Either way, in case you are finding it hard to pay your mortgages on time, running away is not the solution. Your best bet would be to arrange a meeting with your mortgage lender and explain to them your financial status that makes it hard for you to make payments on time. The lender, seeing as it is they wouldn’t want to lose everything, and because the process of foreclosure is one that involves a lot of risks and takes a lot of time, may review the situation and act accordingly. Your lender could request you to pay part of your normal monthly payments and then gradually make up for the late payments in the course of the following months. Alternatively, your lender could modify the loan terms and conditions to suit both parties.
In case you agree with the new terms, both parties will sign a new contract and all foreclosure proceedings will come to a stop. Modifying the terms of a mortgage is one of the greatest ways to get assistance with late mortgage payments so that they can be more affordable.
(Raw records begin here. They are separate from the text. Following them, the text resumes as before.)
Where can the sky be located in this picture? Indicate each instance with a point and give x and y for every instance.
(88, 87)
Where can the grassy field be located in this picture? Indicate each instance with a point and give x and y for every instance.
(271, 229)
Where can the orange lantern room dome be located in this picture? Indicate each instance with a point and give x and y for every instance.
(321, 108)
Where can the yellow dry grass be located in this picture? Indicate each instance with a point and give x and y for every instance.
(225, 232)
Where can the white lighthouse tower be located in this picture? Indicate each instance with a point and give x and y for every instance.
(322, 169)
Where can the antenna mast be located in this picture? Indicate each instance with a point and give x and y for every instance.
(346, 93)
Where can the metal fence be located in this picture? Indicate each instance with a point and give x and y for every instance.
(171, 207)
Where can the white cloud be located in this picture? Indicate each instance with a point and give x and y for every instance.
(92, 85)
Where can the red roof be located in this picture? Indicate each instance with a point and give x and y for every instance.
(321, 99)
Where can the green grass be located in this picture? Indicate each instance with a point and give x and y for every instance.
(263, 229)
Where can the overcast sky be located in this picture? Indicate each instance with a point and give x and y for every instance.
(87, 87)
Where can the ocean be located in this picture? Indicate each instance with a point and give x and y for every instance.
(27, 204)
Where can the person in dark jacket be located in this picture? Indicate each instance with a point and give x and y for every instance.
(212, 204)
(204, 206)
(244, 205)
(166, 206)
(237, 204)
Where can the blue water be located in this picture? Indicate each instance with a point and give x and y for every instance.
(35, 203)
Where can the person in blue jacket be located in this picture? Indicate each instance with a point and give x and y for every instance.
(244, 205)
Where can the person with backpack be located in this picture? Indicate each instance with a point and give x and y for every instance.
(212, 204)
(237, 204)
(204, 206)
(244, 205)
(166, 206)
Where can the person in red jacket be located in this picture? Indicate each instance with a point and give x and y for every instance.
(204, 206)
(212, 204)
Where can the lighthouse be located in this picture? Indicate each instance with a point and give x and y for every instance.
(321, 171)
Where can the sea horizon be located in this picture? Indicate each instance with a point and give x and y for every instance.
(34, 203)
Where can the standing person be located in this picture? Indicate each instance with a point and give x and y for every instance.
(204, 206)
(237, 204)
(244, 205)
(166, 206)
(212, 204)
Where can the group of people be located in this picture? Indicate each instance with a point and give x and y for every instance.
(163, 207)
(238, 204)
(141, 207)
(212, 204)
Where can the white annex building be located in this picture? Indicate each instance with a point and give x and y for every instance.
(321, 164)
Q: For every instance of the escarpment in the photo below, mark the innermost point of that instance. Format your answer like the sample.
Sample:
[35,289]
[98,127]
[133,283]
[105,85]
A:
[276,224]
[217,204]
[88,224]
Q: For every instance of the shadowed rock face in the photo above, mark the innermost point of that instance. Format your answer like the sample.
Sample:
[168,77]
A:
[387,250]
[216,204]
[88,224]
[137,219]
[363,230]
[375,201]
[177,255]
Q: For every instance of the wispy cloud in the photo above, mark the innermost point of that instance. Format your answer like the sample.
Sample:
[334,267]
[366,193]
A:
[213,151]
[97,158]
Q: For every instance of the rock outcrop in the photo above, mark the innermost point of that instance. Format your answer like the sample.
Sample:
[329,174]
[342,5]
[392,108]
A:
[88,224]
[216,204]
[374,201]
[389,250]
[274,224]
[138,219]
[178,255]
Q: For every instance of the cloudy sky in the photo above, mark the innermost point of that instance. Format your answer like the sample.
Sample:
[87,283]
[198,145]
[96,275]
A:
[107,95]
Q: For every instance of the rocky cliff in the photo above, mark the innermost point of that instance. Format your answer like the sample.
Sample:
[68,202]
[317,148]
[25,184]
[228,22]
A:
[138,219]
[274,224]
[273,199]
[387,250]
In case your lender doesn’t want to make any beneficial arrangements with you, you can always consult foreclosure services, which you can get online, in your locality, or even in churches. Foreclosure services will offer you expert advice, negotiate with your lender on your behalf and even help you in making the late mortgage payments.
In case you are left with no options, you might consider selling your property because when you sell your property in cash, you can take the money and pay your lender, and then channel the little remaining savings you have on finding another affordable home. When all else fails, your best option would be to declare bankruptcy. This however should be your last resort when all else fail. Ensure you consult a professional bankruptcy attorney to see any available options that you might have. When you file for bankruptcy under chapter 13, you can be able to retain your home but under specified qualifications. Chapter 7 on the other hand will obliterate the debt that you have but will have you vacate the property.
In case you are facing foreclosure, you shouldn’t avoid foreclosure and such like notices you get from your lender. Rather, face the problem head on. While this could not guarantee that your property will not be foreclosed, at least you will be ready for what awaits you ahead.